Other operators say jet owners are less enthused with the charter market now that their yield is going down.

They are being more strategic in terms of what flights they want, knowing that each landing and takeoff is accumulating flight hours, bringing them closer to mandatory maintenance checks.

“A red light goes off, and their airplane is on the ground for one week, two weeks, four weeks, and they are then chartering, buying jet cards, and the question is, ‘Why do I own an airplane when I can’t use it?'” says another.

Owners also need to be more attentive to their pilots if they want to keep them.

Another management company executive says he is in the process of suing several pilots who left for greener grass.

He says their training contracts required reimbursement fees of over $30,000 per pilot the aircraft owners had paid to cover required training.

READ: Why preowned fractional ownership could be hot in 2024

Blue light special

However, it’s not just Joe Smith who is shopping trips.

As fractional owners have seen their costs continue to rise via annual escalators that track the consumer price index, they, too, are keeping a sharp eye on the cost of flying privately.

The percentage of fractional owners who say they also use on-demand charters increased from 18.9% in 2021 to 29.3% in 2022, spiking to 39.2% last year.

What’s more, 59.8% said they also use jet cards.

Experts say they are finding plenty to choose from.

Operators of large owned and leased floating fleets such as Wheels Up, Vista/XO, and FlyExclusive who can’t pass along the bills to aircraft owners like management companies have become much more aggressive in the wholesale market, say brokers.

“Two years ago, you would call for a quote, and you wouldn’t hear back. Now, they are calling us asking if we have any trips,” says one large broker.

He says it’s good for his business because consumers need more guidance than ever.

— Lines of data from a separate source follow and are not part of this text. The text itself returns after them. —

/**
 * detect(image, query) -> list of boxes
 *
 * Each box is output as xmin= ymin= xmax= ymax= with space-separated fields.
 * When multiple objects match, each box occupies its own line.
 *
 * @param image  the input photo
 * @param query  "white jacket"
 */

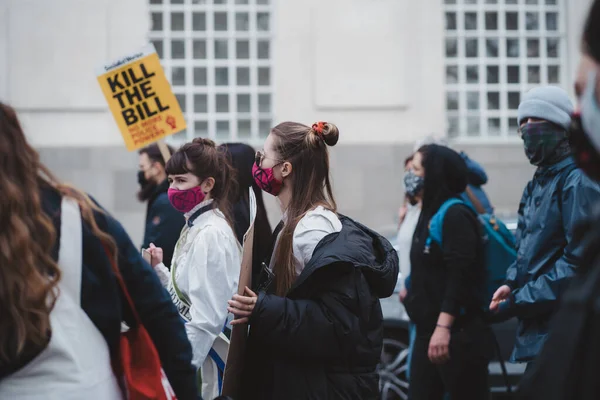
xmin=155 ymin=200 xmax=242 ymax=368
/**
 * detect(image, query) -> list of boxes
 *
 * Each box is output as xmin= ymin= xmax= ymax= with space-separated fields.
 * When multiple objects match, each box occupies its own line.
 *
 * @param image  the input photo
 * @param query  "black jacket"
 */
xmin=518 ymin=203 xmax=600 ymax=400
xmin=404 ymin=204 xmax=485 ymax=336
xmin=502 ymin=157 xmax=600 ymax=362
xmin=36 ymin=187 xmax=197 ymax=400
xmin=142 ymin=180 xmax=185 ymax=268
xmin=240 ymin=217 xmax=398 ymax=400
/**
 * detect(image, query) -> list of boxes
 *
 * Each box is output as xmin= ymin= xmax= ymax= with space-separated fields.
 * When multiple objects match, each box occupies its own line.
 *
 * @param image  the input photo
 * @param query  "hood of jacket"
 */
xmin=290 ymin=215 xmax=399 ymax=298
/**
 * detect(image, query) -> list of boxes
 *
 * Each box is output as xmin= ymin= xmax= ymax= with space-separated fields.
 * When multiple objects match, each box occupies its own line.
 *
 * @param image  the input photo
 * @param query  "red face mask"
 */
xmin=167 ymin=186 xmax=206 ymax=213
xmin=252 ymin=163 xmax=283 ymax=196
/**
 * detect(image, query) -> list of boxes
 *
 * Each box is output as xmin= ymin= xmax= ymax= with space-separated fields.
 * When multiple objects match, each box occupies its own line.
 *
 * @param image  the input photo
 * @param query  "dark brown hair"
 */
xmin=271 ymin=122 xmax=339 ymax=296
xmin=0 ymin=102 xmax=117 ymax=366
xmin=166 ymin=138 xmax=236 ymax=228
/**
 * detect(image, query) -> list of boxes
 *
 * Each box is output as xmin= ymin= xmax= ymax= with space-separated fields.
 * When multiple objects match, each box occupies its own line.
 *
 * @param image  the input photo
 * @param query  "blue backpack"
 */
xmin=425 ymin=198 xmax=517 ymax=308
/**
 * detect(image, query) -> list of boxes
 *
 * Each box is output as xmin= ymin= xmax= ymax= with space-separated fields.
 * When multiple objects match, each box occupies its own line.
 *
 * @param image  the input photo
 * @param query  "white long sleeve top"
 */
xmin=397 ymin=204 xmax=421 ymax=289
xmin=155 ymin=200 xmax=242 ymax=368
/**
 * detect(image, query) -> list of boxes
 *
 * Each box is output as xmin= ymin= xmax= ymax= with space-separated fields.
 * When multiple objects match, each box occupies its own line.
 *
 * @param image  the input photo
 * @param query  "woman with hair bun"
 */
xmin=229 ymin=122 xmax=398 ymax=400
xmin=150 ymin=138 xmax=241 ymax=399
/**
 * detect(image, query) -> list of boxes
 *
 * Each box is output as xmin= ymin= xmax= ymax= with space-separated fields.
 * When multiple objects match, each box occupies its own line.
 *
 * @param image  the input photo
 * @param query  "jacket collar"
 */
xmin=184 ymin=199 xmax=214 ymax=228
xmin=535 ymin=156 xmax=575 ymax=178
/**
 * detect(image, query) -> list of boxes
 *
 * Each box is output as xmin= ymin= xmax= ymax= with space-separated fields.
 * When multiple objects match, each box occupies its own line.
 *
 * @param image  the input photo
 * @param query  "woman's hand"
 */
xmin=427 ymin=326 xmax=450 ymax=365
xmin=148 ymin=243 xmax=163 ymax=268
xmin=227 ymin=286 xmax=258 ymax=325
xmin=490 ymin=285 xmax=511 ymax=312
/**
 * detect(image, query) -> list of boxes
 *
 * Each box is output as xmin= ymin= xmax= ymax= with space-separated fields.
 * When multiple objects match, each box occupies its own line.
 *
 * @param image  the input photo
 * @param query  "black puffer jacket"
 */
xmin=240 ymin=217 xmax=398 ymax=400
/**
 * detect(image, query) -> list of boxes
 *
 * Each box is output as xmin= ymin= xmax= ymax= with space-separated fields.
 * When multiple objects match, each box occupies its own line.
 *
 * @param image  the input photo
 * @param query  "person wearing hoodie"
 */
xmin=138 ymin=143 xmax=185 ymax=268
xmin=404 ymin=144 xmax=493 ymax=400
xmin=219 ymin=143 xmax=273 ymax=282
xmin=229 ymin=122 xmax=398 ymax=400
xmin=490 ymin=86 xmax=600 ymax=368
xmin=518 ymin=0 xmax=600 ymax=400
xmin=460 ymin=152 xmax=494 ymax=214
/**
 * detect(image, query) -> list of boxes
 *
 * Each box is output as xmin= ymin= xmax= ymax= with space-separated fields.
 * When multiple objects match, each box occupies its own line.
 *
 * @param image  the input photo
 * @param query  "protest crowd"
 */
xmin=0 ymin=0 xmax=600 ymax=400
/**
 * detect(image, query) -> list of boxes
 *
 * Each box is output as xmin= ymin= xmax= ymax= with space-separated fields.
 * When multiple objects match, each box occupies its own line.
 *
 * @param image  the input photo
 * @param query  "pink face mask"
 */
xmin=167 ymin=186 xmax=206 ymax=213
xmin=252 ymin=163 xmax=283 ymax=196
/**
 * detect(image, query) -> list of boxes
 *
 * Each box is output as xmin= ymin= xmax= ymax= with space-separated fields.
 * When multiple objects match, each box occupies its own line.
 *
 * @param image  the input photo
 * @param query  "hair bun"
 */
xmin=317 ymin=122 xmax=340 ymax=146
xmin=192 ymin=138 xmax=217 ymax=149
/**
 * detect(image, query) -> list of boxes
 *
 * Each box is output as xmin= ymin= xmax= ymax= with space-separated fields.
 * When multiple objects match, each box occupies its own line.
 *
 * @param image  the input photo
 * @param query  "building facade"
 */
xmin=0 ymin=0 xmax=590 ymax=241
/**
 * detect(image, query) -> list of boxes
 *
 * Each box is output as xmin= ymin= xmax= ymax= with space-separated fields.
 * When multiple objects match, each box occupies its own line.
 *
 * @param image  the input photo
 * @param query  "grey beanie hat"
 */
xmin=518 ymin=86 xmax=573 ymax=130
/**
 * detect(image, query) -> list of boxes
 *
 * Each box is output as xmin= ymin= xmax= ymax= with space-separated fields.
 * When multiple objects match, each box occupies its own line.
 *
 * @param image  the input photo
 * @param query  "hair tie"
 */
xmin=312 ymin=121 xmax=327 ymax=140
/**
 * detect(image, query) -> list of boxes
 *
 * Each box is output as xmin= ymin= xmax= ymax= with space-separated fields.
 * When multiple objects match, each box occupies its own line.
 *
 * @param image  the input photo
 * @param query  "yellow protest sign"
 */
xmin=97 ymin=44 xmax=186 ymax=151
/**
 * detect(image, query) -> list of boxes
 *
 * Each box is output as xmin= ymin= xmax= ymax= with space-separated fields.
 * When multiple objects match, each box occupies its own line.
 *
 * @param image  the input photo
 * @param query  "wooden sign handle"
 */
xmin=156 ymin=140 xmax=171 ymax=164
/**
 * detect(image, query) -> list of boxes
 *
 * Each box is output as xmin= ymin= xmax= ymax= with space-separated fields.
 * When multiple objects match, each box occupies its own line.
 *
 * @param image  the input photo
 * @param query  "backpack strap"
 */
xmin=425 ymin=198 xmax=469 ymax=253
xmin=465 ymin=185 xmax=487 ymax=215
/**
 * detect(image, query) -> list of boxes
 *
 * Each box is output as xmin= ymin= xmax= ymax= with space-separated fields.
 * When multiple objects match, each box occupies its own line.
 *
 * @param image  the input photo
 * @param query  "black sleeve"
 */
xmin=250 ymin=266 xmax=369 ymax=362
xmin=105 ymin=211 xmax=197 ymax=400
xmin=442 ymin=206 xmax=483 ymax=317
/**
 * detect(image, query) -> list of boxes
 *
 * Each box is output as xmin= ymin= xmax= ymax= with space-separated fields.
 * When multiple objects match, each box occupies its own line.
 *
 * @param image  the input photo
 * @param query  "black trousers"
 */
xmin=408 ymin=324 xmax=494 ymax=400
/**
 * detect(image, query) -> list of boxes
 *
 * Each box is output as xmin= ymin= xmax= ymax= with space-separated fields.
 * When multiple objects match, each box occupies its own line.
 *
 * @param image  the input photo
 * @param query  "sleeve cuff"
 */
xmin=248 ymin=292 xmax=267 ymax=325
xmin=154 ymin=263 xmax=171 ymax=288
xmin=441 ymin=299 xmax=459 ymax=318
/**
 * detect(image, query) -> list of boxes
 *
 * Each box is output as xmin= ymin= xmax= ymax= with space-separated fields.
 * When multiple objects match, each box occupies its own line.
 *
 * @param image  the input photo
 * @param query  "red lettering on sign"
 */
xmin=165 ymin=115 xmax=177 ymax=129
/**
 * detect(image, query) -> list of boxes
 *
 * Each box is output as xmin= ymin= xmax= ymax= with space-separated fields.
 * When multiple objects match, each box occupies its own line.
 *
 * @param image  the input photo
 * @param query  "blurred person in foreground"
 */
xmin=138 ymin=144 xmax=185 ymax=268
xmin=519 ymin=0 xmax=600 ymax=400
xmin=219 ymin=143 xmax=272 ymax=282
xmin=0 ymin=103 xmax=196 ymax=400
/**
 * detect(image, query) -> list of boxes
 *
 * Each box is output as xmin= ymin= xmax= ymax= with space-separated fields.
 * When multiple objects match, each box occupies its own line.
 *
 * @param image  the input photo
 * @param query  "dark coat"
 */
xmin=42 ymin=188 xmax=197 ymax=400
xmin=404 ymin=205 xmax=485 ymax=336
xmin=501 ymin=158 xmax=600 ymax=362
xmin=518 ymin=203 xmax=600 ymax=400
xmin=460 ymin=153 xmax=494 ymax=214
xmin=142 ymin=180 xmax=185 ymax=268
xmin=241 ymin=217 xmax=398 ymax=400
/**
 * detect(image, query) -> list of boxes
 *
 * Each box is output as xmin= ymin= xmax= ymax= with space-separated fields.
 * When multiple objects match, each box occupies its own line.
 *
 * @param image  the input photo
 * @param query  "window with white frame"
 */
xmin=149 ymin=0 xmax=273 ymax=142
xmin=444 ymin=0 xmax=567 ymax=138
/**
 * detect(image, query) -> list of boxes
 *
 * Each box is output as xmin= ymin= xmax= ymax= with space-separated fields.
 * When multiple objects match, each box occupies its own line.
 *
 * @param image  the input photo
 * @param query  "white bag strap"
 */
xmin=58 ymin=197 xmax=83 ymax=304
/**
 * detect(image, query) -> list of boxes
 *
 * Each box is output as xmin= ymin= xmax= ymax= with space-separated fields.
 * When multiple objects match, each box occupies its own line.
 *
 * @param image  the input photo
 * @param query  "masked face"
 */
xmin=404 ymin=169 xmax=425 ymax=198
xmin=520 ymin=121 xmax=570 ymax=166
xmin=168 ymin=186 xmax=206 ymax=213
xmin=252 ymin=163 xmax=283 ymax=196
xmin=569 ymin=70 xmax=600 ymax=181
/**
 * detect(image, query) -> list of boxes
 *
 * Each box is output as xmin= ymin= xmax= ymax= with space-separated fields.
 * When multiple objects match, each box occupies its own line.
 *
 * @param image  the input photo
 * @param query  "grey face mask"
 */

He puts it this way: “There are deals, and there are bad deals. The so-called sophisticated consumer doesn’t really know until it’s too late.”

READ: 16 reasons to use a private jet charter broker

Who’s doing well?

One executive in the used parts business says his business has never been stronger – and more profitable.

His focus has been buying and harvesting parts for Hawker 800 models.

The popular charter jet is both out of production and no longer supported by its OEM.

AOG maintenance providers say their business is good, too.

AOG is lingo for aircraft on the ground. It refers to a private jet that has a mechanical away from the base.

Flyers also seem to be doing well.

Over 96% of subscribers to Private Jet Card Comparisons said they are positive about their personal financial outlook for the next 24 months. 76.6% who are extremely/very confident.

They also expect to utilize private jets at similar levels to a year ago, with an average of 42.4 flight hours, up slightly from 41.3 hours.